I don't think we should over-align binaries on filesystems that can't
take advantage of it.

> 
>> +
>>         for (i = 0; i < nr; i++) {
>>                 if (cmds[i].p_type == PT_LOAD) {
>>                         unsigned long p_align = cmds[i].p_align;
>> +                       unsigned long size;
>>
>>                         /* skip non-power of two alignments as invalid */
>>                         if (!is_power_of_2(p_align))
>>                                 continue;
>>                         alignment = max(alignment, p_align);
>> +
>> +                       /*
>> +                        * Try to align the binary to the largest folio
>> +                        * size that the page cache supports, so the
>> +                        * hardware can coalesce PTEs (e.g. arm64
>> +                        * contpte) or use PMD mappings for large folios.

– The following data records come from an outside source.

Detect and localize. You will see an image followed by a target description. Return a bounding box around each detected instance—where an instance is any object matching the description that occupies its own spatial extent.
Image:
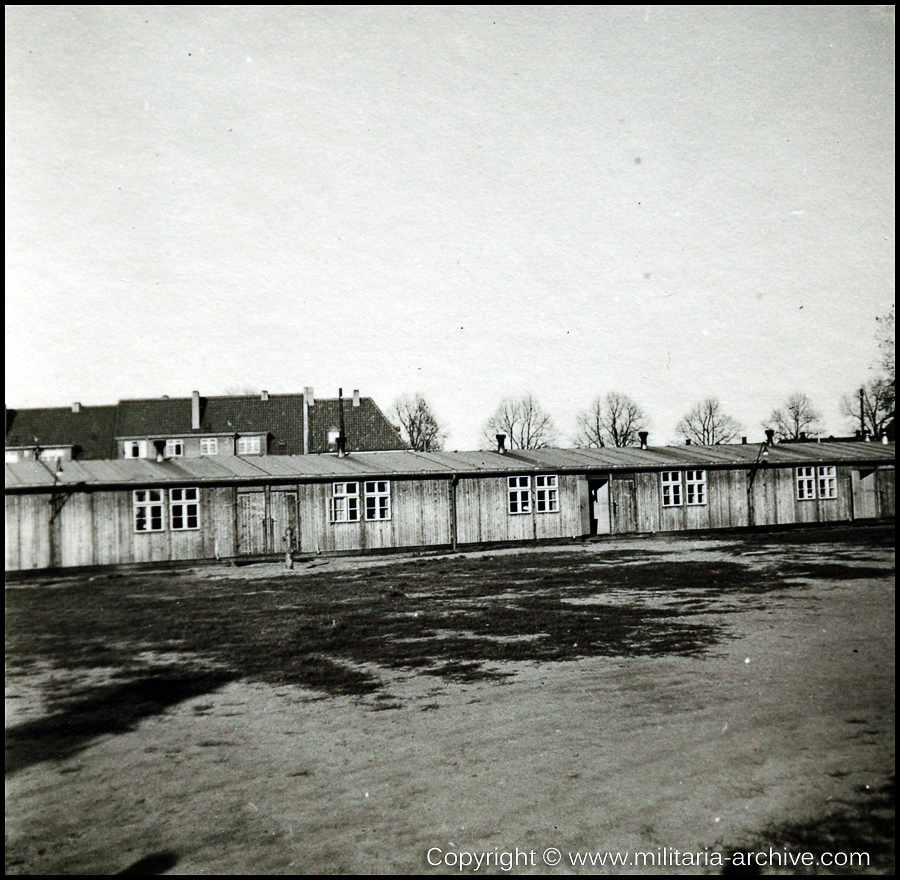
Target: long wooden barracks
[6,442,895,571]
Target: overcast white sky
[5,6,894,449]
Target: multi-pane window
[331,483,359,522]
[364,480,391,519]
[169,489,200,532]
[662,471,683,507]
[237,437,262,455]
[684,471,706,504]
[166,440,184,458]
[534,475,559,513]
[816,465,837,498]
[134,489,165,532]
[797,465,837,501]
[124,440,147,458]
[797,467,816,501]
[507,477,531,513]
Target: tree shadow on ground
[6,670,234,776]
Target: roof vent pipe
[338,388,347,458]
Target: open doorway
[588,478,612,535]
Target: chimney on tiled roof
[303,386,314,455]
[338,388,347,458]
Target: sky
[5,6,894,449]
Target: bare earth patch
[6,527,894,874]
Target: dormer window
[166,440,184,458]
[237,437,262,455]
[124,440,147,458]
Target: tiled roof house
[6,403,117,462]
[6,388,406,462]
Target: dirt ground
[6,527,894,874]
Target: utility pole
[859,388,866,438]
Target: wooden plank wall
[456,474,583,544]
[298,479,451,553]
[6,466,895,571]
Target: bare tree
[391,392,447,452]
[763,391,822,440]
[675,397,741,446]
[575,391,647,447]
[841,307,896,437]
[841,379,894,437]
[875,306,895,385]
[875,306,896,414]
[482,394,559,449]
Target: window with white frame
[166,440,184,458]
[238,437,262,455]
[124,440,147,458]
[796,465,837,501]
[661,471,683,507]
[507,477,531,514]
[816,465,837,498]
[363,480,391,519]
[684,471,706,504]
[797,467,816,501]
[169,489,200,532]
[133,489,165,532]
[534,474,559,513]
[331,483,359,522]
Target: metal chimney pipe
[338,388,347,458]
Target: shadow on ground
[6,671,234,776]
[730,777,896,876]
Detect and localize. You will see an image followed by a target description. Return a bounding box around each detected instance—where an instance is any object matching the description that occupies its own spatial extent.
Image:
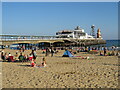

>> +                        *
>> +                        * Use the largest power-of-2 that fits within
>> +                        * the segment size, capped by what the page
>> +                        * cache will allocate. Only align when the
>> +                        * segment's virtual address and file offset are
>> +                        * already aligned to the folio size, as
>> +                        * misalignment would prevent coalescing anyway.
>> +                        *
>> +                        * The segment size check avoids reducing ASLR
>> +                        * entropy for small binaries that cannot
>> +                        * benefit.
>> +                        */
>> +                       if (!cmds[i].p_filesz)
>> +                               continue;
>> +                       size = rounddown_pow_of_two(cmds[i].p_filesz);
>> +                       size = min(size, max_folio_size);
>> +                       if (size > PAGE_SIZE &&
>> +                           IS_ALIGNED(cmds[i].p_vaddr, size) &&
>> +                           IS_ALIGNED(cmds[i].p_offset, size))
>> +                               alignment = max(alignment, size);
> 
> In my patch [1], by aligning eligible segments to PMD_SIZE, THP can quickly
> collapse them into large mappings with minimal warmup. That doesn’t happen
> with the current behavior. I think allowing a reasonably sized PMD (say <= 32M)
> is worth considering. All we really need here is to ensure virtual address
> alignment. The rest can be left to THP under always, which can decide whether
> to collapse or not based on memory pressure and other factors.
> 
> [1] https://lore.kernel.org/linux-fsdevel/20260313005211.882831-1-r@hev.cc
> 
>>                 }
>>         }
>>
>> @@ -1104,7 +1137,8 @@ static int load_elf_binary(struct linux_binprm *bprm)
>>                         }
>>
>>                         /* Calculate any requested alignment. */
>> -                       alignment = maximum_alignment(elf_phdata, elf_ex->e_phnum);
>> +                       alignment = maximum_alignment(elf_phdata, elf_ex->e_phnum,
>> +                                                     bprm->file);
>>
>>                         /**
>>                          * DOC: PIE handling
>> --
>> 2.52.0
>>
> 
> Thanks,
> Rui